Initially this post was gonna describe my living situation and daily routine, but now I feel like making a small list of the little things I’ve noticed in China that it never even occurred to me that I’d miss. EDIT: changed name for consistency

  • Love me some 2009 peanut butter

    Click on this picture to see the larger image, then look at the expiration dates.

    Food that isn’t expired. I can’t stress how frustrating this is. Granted, this wasn’t surprising on a lot of sketchy street vendors that hang around campus, but I was completely blindsided by the lack of ‘fresh’ food in grocery stores and convenience stores. In my vast, three-whole-day experience here, I’ve come to accept that any ‘western’ product at all, even if it’s Chinese Fanta, expired about two months ago. This is true whether you’re buying it on the street, at a 7-11, or even in the closest thing they have to an H.E.B.   ***EDIT*** according to Albert and Will, both legitimate Asians, this may well just be the manufacture date. If this is true, that’d be great.

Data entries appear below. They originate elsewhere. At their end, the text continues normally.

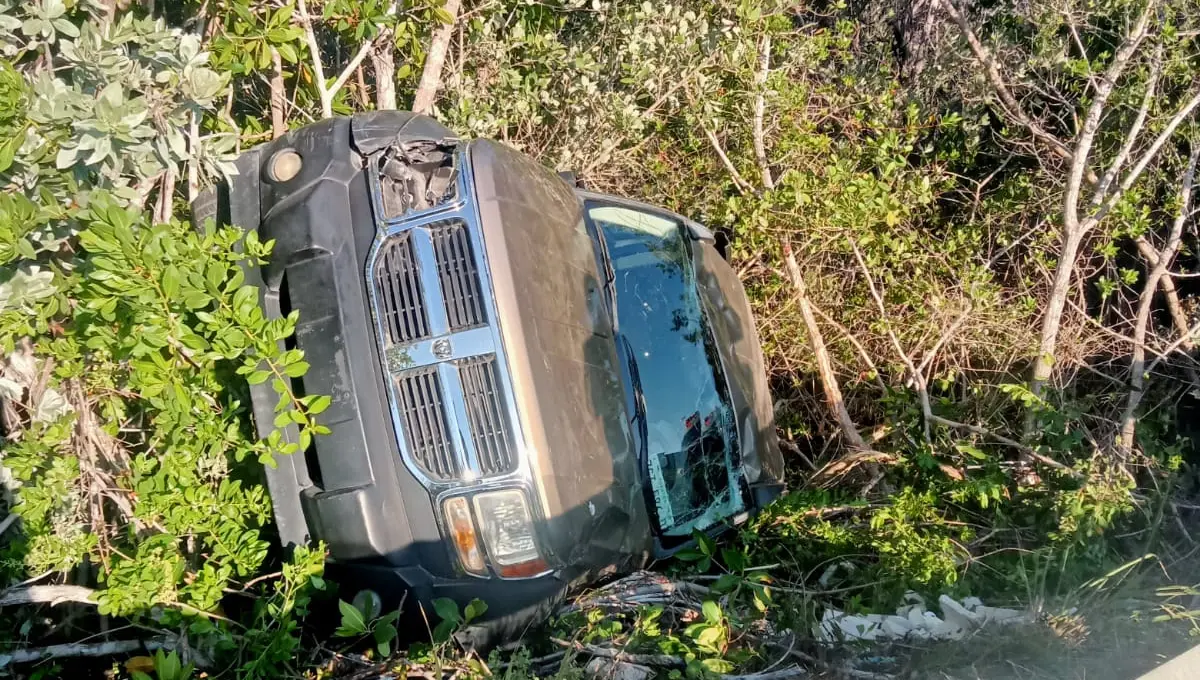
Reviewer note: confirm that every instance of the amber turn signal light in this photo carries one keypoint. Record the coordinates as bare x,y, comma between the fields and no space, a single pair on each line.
462,533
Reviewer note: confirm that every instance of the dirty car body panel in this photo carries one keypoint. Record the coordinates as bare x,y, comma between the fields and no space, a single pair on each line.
490,420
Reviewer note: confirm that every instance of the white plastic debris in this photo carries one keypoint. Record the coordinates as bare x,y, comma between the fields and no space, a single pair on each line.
913,620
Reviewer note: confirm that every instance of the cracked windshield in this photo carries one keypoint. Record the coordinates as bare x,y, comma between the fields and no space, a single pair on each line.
691,438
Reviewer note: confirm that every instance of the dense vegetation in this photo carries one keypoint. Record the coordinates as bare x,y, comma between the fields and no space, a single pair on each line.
967,228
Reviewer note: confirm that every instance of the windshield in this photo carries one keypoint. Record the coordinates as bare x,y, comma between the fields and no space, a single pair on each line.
691,440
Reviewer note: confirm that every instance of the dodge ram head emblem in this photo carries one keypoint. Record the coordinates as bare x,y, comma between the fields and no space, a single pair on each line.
442,348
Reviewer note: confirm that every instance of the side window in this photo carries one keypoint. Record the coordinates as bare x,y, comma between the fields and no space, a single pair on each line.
693,458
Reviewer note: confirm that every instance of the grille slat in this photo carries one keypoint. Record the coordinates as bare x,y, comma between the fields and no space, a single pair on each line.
460,277
425,423
400,292
489,425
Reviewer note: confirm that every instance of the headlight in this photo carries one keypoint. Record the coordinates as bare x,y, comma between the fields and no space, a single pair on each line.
507,528
462,533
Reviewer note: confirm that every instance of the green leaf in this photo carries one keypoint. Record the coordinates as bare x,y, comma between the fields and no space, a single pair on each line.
297,369
447,609
352,618
171,281
319,404
287,53
475,608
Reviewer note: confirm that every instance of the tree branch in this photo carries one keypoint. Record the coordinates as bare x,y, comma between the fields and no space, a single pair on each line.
384,65
1134,131
431,76
1138,361
918,378
49,595
983,55
73,650
825,367
279,96
738,180
760,109
318,67
1092,120
1135,172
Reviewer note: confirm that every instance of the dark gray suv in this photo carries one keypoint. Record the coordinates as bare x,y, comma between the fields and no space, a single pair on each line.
533,386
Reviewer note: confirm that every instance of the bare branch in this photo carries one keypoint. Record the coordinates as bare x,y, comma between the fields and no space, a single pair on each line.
991,70
1092,120
73,650
858,347
318,66
1027,451
1138,361
738,180
825,367
760,108
1179,317
1179,342
1147,156
918,378
279,97
47,595
1134,131
435,58
351,67
383,62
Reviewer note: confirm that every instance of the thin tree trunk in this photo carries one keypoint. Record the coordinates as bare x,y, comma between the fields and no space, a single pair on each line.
825,367
1053,319
279,97
383,62
760,109
1138,362
431,76
1179,317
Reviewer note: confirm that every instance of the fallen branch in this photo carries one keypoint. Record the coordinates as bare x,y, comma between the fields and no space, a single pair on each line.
1138,360
983,55
49,595
825,367
1029,451
325,91
660,660
918,378
435,58
760,109
279,96
738,180
75,650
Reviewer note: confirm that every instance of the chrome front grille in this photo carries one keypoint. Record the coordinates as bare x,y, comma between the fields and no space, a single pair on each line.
459,274
485,411
401,300
426,429
449,390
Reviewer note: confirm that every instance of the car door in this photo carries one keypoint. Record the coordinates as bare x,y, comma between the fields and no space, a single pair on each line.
691,457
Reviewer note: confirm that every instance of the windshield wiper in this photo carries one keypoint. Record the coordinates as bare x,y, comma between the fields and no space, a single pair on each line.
635,379
610,277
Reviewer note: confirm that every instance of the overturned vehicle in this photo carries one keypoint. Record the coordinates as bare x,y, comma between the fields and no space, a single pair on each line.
533,386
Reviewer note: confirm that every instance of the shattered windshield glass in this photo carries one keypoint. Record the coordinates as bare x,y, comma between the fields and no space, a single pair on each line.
693,440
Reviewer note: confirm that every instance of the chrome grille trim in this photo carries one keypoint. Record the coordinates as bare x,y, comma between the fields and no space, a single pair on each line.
490,428
460,277
426,429
449,268
402,304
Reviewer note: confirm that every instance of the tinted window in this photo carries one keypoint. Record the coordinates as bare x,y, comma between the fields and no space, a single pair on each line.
691,434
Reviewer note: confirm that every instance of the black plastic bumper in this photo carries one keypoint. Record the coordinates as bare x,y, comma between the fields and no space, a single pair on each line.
513,606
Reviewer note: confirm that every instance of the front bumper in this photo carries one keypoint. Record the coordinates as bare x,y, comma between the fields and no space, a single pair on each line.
513,606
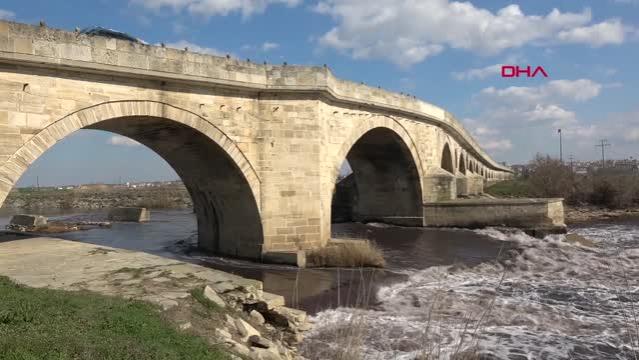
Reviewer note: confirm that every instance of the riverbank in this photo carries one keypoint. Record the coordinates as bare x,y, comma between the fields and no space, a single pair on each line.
227,311
157,197
575,215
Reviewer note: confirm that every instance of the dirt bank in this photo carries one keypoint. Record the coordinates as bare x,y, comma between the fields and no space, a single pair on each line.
246,320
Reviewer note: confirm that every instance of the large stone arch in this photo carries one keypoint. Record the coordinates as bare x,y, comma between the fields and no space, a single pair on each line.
387,172
224,187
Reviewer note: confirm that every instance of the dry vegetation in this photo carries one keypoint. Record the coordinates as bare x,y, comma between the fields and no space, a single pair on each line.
550,178
347,253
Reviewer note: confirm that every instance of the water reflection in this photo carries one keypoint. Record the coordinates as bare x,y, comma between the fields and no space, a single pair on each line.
172,233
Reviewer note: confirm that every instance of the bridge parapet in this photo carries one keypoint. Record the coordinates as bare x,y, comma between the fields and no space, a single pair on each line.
22,44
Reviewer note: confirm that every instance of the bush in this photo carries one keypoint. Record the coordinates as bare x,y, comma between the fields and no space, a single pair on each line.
603,193
548,177
347,253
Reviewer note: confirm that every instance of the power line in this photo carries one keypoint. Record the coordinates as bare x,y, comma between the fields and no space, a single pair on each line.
603,144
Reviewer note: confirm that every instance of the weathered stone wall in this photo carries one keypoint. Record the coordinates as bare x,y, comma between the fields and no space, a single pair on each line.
257,146
541,214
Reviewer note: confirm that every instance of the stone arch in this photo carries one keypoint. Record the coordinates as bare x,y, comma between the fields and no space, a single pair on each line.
387,173
223,185
447,160
462,164
372,123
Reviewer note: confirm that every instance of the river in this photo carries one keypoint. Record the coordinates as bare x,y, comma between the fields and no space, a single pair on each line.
445,292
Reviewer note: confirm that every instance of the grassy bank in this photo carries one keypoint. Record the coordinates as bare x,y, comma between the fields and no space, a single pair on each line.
547,177
54,324
52,198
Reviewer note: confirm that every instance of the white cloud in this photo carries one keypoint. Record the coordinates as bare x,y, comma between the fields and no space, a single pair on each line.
487,71
497,145
6,14
207,8
607,32
182,44
406,32
543,113
118,140
480,73
268,46
556,90
632,134
489,138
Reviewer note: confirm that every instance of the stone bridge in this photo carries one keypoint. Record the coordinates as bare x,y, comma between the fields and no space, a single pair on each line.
259,147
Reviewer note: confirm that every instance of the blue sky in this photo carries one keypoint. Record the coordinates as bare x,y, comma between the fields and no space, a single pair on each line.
444,52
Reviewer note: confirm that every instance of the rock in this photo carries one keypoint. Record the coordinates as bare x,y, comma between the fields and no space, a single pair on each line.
175,295
245,329
295,338
305,326
258,341
240,349
134,214
272,300
223,287
164,303
285,317
229,320
252,293
28,220
223,334
257,317
211,295
578,239
264,354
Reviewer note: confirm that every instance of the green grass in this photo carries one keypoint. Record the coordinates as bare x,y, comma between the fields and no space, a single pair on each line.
54,324
510,188
198,295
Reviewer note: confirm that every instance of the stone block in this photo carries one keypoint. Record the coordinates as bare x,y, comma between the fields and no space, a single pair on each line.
28,220
132,214
286,257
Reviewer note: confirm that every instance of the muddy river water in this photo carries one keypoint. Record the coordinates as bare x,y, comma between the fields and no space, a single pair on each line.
445,292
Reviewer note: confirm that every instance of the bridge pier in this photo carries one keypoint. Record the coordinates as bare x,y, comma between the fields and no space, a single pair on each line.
259,147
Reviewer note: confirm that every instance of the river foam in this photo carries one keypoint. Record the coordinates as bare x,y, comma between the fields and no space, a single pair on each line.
541,299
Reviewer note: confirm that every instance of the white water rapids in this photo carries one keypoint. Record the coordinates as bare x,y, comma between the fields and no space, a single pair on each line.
545,299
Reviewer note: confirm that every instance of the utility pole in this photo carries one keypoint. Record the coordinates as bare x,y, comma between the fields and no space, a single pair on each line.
572,158
561,154
602,145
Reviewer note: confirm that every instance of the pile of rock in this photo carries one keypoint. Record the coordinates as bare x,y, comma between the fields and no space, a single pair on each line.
282,326
24,222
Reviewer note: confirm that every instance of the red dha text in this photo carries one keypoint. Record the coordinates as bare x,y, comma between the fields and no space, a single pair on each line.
516,71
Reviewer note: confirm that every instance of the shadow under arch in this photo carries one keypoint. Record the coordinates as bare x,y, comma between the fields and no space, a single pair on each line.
224,188
385,184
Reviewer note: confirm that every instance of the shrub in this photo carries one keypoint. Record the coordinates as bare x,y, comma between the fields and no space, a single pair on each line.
348,253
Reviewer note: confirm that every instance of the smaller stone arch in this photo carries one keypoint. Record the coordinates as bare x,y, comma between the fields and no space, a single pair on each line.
462,164
447,160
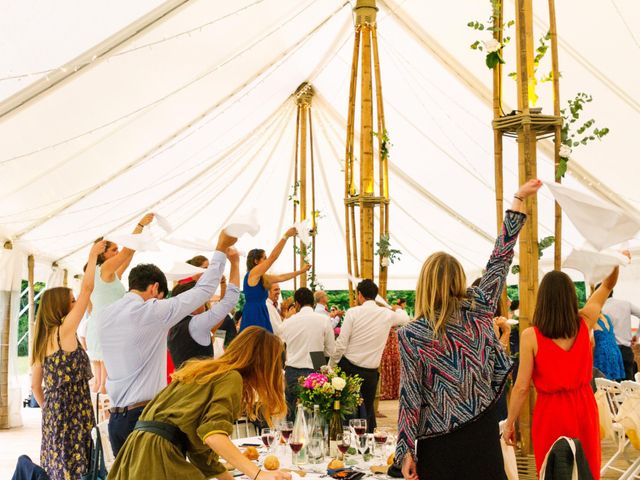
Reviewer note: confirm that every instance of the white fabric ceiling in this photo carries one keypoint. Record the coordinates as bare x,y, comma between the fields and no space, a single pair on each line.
192,117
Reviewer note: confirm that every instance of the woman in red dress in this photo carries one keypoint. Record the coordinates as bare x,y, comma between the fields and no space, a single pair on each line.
556,354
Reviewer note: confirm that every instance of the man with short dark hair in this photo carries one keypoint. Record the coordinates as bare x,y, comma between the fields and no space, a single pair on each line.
304,332
133,332
362,339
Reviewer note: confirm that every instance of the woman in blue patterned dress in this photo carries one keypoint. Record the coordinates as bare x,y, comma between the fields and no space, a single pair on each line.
453,368
59,359
606,354
257,282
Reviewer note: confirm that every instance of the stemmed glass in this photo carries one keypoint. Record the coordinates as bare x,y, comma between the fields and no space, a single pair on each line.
268,437
344,442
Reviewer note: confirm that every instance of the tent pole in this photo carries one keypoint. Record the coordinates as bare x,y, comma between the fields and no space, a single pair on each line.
555,72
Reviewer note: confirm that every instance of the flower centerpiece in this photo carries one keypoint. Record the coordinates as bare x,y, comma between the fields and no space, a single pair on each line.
336,393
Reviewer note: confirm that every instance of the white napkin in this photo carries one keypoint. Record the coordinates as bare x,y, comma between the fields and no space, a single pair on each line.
244,223
602,223
141,242
181,270
595,266
303,230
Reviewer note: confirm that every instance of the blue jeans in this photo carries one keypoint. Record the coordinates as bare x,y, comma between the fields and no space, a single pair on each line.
291,378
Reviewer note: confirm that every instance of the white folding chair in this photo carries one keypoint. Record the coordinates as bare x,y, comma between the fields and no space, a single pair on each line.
613,393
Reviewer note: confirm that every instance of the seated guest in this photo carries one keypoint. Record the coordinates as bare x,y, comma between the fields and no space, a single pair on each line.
257,283
322,306
134,334
185,429
191,337
362,339
453,367
304,332
272,307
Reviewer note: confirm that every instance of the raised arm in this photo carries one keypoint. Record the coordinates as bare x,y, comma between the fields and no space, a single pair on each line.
486,295
259,270
70,325
591,310
117,264
201,325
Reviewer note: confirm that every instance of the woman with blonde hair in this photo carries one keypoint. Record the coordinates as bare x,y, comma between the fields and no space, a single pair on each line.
186,427
59,359
453,368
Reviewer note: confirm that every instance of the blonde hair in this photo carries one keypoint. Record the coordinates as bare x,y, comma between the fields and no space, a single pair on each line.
441,289
257,355
54,306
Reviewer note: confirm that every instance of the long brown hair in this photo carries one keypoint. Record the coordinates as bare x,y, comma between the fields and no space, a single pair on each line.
256,354
54,306
556,314
441,289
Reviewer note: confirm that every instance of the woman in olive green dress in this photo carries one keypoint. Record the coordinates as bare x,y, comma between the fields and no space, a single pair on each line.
185,428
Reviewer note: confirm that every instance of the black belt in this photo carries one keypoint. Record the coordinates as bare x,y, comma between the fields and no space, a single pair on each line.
166,431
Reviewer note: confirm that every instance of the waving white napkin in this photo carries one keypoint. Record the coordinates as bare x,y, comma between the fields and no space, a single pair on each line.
244,223
595,266
602,223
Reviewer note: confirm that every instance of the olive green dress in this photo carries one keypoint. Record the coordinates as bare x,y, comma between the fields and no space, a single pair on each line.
199,410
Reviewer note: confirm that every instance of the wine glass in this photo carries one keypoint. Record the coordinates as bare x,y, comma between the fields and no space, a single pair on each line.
286,428
343,441
268,436
296,442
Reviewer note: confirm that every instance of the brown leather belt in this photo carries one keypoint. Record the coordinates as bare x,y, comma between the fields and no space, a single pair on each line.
114,410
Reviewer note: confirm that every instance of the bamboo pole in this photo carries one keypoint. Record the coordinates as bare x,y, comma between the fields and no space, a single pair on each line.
352,258
366,159
4,354
555,72
384,168
526,169
32,304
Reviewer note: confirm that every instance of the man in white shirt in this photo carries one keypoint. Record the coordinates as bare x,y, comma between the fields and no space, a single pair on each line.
322,306
272,307
304,332
620,311
361,342
133,332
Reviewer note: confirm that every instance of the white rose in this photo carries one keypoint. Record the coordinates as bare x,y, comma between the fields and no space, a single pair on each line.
492,45
338,383
565,151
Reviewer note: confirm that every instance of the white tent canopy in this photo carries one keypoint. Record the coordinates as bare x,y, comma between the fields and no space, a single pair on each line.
185,109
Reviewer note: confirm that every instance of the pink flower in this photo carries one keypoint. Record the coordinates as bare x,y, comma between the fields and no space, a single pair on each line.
315,380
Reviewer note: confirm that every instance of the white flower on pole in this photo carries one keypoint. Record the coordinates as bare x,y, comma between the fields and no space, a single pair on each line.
565,151
338,383
492,45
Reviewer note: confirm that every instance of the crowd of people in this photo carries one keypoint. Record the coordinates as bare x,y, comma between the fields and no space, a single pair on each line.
453,361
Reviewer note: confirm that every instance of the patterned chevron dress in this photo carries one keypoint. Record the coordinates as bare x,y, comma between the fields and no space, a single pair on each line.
449,385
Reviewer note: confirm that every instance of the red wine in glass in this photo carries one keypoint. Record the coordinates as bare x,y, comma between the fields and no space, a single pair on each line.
343,448
380,439
267,440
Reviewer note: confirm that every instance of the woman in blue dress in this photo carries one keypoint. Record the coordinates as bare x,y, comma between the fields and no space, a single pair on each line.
257,282
606,354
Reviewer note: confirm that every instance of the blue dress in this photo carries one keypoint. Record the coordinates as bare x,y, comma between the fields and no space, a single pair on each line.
606,355
255,311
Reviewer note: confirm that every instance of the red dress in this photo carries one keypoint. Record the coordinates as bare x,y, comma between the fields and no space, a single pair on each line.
565,405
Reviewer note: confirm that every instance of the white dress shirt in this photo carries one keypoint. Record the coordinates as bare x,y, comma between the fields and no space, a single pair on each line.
134,337
620,311
364,333
304,332
274,317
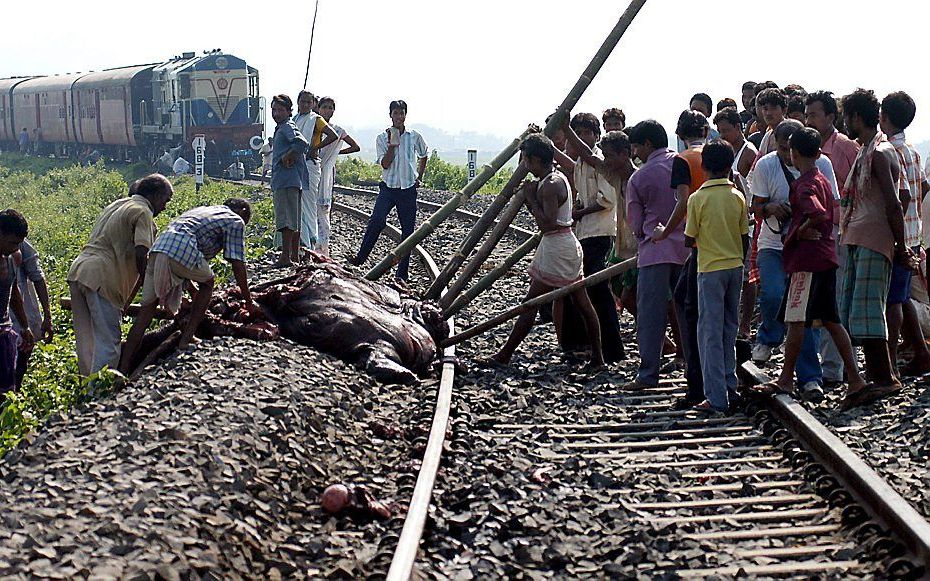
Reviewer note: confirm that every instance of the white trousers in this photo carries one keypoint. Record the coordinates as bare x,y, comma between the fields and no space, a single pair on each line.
308,214
96,329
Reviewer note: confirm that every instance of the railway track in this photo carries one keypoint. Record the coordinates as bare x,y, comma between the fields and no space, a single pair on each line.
766,492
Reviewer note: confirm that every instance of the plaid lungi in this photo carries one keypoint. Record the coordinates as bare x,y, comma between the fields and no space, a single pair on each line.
865,292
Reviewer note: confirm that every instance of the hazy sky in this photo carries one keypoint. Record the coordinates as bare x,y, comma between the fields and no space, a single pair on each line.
493,66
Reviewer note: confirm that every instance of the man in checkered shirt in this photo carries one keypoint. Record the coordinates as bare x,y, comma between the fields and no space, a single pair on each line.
180,257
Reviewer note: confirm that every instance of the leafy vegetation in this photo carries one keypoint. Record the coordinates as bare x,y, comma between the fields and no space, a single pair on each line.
61,202
440,175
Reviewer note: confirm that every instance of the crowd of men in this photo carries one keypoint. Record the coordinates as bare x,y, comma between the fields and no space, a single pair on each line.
797,220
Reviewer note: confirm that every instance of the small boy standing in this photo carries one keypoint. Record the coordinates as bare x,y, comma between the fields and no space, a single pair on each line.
718,226
809,258
288,177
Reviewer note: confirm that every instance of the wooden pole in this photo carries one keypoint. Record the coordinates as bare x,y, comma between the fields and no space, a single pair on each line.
428,227
475,234
533,303
490,278
597,62
132,311
459,284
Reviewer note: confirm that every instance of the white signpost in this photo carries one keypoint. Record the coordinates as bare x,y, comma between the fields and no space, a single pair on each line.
472,163
199,144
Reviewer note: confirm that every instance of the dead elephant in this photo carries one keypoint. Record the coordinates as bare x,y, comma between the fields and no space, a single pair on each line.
322,305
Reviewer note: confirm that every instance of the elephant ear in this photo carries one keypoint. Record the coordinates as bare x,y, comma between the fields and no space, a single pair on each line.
377,362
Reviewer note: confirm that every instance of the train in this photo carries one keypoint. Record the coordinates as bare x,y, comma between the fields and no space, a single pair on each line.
136,113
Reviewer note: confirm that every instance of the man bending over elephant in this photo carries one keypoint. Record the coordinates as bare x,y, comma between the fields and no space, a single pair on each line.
181,257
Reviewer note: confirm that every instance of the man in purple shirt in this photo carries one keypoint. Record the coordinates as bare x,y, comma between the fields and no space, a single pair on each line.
650,202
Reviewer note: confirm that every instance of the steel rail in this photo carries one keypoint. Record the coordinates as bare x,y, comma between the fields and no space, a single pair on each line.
409,542
868,488
871,491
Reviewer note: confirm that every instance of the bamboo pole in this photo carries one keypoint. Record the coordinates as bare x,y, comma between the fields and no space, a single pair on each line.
490,278
474,235
132,311
597,62
406,246
533,303
468,272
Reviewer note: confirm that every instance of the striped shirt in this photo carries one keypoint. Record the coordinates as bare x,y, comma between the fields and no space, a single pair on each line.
912,176
199,234
402,173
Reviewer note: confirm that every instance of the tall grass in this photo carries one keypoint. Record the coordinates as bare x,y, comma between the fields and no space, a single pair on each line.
61,202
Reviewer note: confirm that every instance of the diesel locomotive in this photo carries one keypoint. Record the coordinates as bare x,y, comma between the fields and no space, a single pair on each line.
137,112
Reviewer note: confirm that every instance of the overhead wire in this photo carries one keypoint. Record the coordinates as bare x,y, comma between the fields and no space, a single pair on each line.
316,11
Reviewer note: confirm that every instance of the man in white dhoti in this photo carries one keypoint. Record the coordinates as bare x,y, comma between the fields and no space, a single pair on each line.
558,259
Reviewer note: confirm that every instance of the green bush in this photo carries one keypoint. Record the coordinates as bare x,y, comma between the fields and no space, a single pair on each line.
61,205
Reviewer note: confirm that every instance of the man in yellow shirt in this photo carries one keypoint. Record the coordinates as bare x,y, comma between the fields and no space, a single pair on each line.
718,227
108,272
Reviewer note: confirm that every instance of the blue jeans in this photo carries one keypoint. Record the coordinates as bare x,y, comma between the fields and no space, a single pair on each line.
654,283
718,322
771,332
830,358
405,200
686,307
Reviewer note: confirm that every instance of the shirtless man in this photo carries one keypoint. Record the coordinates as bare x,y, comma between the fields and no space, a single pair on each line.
558,260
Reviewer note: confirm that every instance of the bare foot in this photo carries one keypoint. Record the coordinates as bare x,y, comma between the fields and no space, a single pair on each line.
493,361
775,387
186,342
916,368
869,394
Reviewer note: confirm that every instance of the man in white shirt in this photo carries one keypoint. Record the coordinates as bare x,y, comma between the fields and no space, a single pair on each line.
769,184
402,154
265,152
328,157
312,127
236,170
595,215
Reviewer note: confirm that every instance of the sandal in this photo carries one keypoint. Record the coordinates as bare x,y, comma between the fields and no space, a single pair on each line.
910,370
771,388
636,385
706,408
867,395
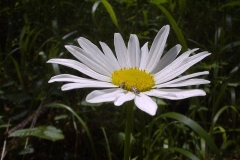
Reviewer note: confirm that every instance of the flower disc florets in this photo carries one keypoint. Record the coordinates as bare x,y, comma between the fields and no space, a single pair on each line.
133,77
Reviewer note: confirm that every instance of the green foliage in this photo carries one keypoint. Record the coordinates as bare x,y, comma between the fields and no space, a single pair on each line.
197,128
47,132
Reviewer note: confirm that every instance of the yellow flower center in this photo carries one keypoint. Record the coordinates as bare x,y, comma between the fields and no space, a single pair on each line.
133,79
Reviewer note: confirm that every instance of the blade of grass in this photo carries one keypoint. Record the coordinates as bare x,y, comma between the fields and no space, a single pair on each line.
175,27
110,11
184,152
108,147
59,105
197,128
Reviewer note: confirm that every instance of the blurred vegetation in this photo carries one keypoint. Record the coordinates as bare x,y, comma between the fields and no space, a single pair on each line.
39,121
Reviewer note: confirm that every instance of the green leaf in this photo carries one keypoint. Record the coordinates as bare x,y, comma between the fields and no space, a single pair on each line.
59,105
197,128
110,11
185,153
175,27
46,132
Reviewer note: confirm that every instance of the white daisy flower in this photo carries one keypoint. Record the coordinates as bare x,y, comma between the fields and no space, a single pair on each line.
134,74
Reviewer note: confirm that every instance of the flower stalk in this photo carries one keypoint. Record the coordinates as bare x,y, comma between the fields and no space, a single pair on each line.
128,131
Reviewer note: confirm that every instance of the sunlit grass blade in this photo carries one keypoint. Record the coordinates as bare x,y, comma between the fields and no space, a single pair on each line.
111,12
175,27
107,143
219,113
59,105
197,128
185,153
17,70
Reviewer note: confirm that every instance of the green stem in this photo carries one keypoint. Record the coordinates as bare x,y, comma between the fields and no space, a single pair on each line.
128,131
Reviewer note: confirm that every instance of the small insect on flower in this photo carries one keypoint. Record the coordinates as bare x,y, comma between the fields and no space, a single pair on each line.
122,85
135,90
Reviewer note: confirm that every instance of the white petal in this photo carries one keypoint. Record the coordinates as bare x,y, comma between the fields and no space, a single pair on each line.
144,57
92,62
188,82
157,48
121,50
184,77
146,104
167,58
106,95
176,71
125,97
175,94
80,67
90,84
110,56
133,51
175,64
92,49
70,78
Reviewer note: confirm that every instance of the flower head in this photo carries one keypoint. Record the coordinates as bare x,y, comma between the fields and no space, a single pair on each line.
134,74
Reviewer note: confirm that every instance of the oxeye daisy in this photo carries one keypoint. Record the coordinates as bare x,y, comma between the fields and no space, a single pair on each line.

  • Maybe it'll be good for my back, or something.Mattresses. You ever been so tired that you just want to come home and jump into bed? Here, that’ll get you a broken tailbone. We’ve got maybe a four-inch-thick mattress _protector_ between us and the comfy, comfy metal and wood.
  • Grocery bags. Hope you’re wearing cargo shorts.
  • Tap water/recycling bins. China’s a bit like Mexico in this respect. You have to bring bottled water everywhere, and just throw the bottles away. This is due to the presence of metals in the public water. Companies apparently use said water sometimes in their products, so consequently you’ll open a beer up only to discover that it tastes uncannily like rust. Happened to the girl next to me last night. Was kinda funny but also pretty scary, to be honest.
  • Toilet paper. Bring your own. You won’t find it in practically any restaurants or other stores in China. It’s only in some of the stalls in the dorms. You get used to carrying around some toilet paper in your pocket at all times, but it’s still pretty bizarre.
  • Way to go, international student dorm

    Fantastic.

    Toilets that don’t require you to squat. I thought I was done with this shit when I left Japan two summers ago. Imagine my surprise when I opened our bathroom stalls and was confronted by this:

I don’t mean to whine, though. Really, I’m having an excellent time, and most of this stuff just makes me laugh. Just gotta get used to it.